TELE1’de katıldığı bir programdaki ifadeleri nedeniyle hakkında ‘cumhurbaşkanına hakaret‘ suçlamasıyla soruşturma açılan gazeteci Sedef Kabaş, 22 Ocak’ta sabaha karşı evinde polis tarafından gözaltına alınmıştı. Kabaş, emniyetteki işlemlerinin ardından aynı gün adliyeye sevk edilmiş, ardından tutuklanarak cezaevine gönderilmişti.
Kabaş, katıldığı televizyon programında “Şu meşhur bir söz vardır; ‘Taçlanan baş akıllanır’ diye. Ama görüyoruz ki gerçek değil. Ya da tam tersi bir söz vardır. Hadi onu söylemeyeyim, büyükbaş hayvan diyeyim. Büyükbaş bir hayvan bir saraya girdiği zaman o kral olmaz, o saray ahır olur, denir” demişti.
Kabaş’ın avukatları tutuklama kararına karşı itirazda bulunmuş ancak İstanbul 58’inci Asliye Ceza Mahkemesi ‘suçun nitelikli haliyle alenen işlenmiş olduğuna dair kuvvetli şüphe oluştuğunu ve şüphelinin benzer suçtan daha önceden hakkında yargılama yapıldığını da dikkate alarak‘ 26 Ocak’taki kararıyla itirazı reddetmişti.
Tutukluluğuna itirazın reddedilmesi üzerine Kabaş’ın avukatları 2 Şubat’ta Anayasa Mahkemesi’ne (AYM) tedbir ve öncelik talepli bireysel başvuruda bulunmuştu. Anadolu Ajansı’nın 16 Şubat’taki haberine göre AYM, Kabaş’ın avukatlarının başvurusundaki ‘tedbir yoluyla derhal tahliye’ talebini reddetmiş ve ‘başvurucunun ceza infaz kurumunda tutulmasının yaşamına, maddi veya manevi bütünlüğüne yönelik bir tehlike oluşturduğuna dair derhal tedbir kararı verilmesini gerektirir bir durum bulunmadığı sonucuna vararak, bu aşamada başvurucunun tedbir talebinin reddine karar verilmesi gerektiği’ yönünde karar vermişti.
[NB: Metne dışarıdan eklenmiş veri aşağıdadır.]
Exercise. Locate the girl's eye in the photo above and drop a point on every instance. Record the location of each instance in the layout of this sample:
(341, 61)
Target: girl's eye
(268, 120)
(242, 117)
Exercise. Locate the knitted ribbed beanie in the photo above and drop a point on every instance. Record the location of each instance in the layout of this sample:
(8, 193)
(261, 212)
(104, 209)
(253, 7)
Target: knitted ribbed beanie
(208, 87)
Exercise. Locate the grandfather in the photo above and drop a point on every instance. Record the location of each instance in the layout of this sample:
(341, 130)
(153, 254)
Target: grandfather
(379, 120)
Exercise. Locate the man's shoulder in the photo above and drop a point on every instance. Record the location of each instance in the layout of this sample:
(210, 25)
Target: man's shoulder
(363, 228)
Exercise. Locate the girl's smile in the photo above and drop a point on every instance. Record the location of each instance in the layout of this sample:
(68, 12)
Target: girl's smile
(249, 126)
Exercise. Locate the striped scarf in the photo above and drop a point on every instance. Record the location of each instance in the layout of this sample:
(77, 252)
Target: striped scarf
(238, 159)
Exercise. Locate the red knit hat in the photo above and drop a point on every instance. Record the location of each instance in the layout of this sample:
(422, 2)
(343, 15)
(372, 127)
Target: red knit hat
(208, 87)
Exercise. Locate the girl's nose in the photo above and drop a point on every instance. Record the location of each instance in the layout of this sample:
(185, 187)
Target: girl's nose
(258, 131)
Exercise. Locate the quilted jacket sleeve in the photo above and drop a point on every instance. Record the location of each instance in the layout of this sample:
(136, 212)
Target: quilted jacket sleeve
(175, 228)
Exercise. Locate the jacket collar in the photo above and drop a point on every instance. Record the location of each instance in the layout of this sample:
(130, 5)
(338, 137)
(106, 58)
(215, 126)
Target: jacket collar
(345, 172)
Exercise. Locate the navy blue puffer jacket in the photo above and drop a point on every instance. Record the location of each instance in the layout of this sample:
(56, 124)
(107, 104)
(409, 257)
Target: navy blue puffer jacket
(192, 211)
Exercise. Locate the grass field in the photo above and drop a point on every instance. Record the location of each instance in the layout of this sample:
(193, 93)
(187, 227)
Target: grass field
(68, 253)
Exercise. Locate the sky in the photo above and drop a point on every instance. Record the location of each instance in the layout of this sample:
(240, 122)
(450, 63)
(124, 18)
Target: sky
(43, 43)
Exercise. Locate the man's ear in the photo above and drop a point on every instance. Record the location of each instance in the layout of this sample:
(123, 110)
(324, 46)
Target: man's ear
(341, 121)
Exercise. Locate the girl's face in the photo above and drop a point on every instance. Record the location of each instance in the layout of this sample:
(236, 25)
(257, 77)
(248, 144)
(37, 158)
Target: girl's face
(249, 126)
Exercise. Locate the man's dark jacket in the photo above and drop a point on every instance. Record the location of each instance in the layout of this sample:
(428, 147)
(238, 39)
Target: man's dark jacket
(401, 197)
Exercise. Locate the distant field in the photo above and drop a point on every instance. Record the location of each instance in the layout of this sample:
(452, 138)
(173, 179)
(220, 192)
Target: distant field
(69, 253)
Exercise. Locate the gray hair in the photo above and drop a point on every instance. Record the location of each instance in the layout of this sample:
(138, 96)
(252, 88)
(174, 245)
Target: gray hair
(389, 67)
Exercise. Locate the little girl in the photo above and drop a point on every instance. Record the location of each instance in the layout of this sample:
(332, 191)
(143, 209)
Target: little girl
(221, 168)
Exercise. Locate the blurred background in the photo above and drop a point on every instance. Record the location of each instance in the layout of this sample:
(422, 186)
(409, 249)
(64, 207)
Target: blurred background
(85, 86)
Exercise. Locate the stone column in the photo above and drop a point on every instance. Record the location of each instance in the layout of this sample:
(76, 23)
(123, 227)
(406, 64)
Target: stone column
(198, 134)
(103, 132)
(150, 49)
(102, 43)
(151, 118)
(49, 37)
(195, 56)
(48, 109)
İstanbul başsavcılığı basın suçları soruşturma bürosunun düzenlediği 11 Şubat tarihli iddianamede, Kabaş için zincirleme şekilde ‘cumhurbaşkanına hakaret‘ suçunu işlediği iddiasıyla yedi yıla kadar, İçişleri Bakanı Soylu ve Ulaştırma ve Altyapı Bakanı Karaismailoğlu hakkındaki ifadeleri nedeniyle de ‘Kamu görevlisine görevinden dolayı hakaret’ iddiasıyla iki kez olmak üzere dört yıl sekiz aya kadar, toplamda 11 yıl sekiz aya kadar hapis cezası istenmişti. İddianame 15 Şubat’ta kabul edilmişti.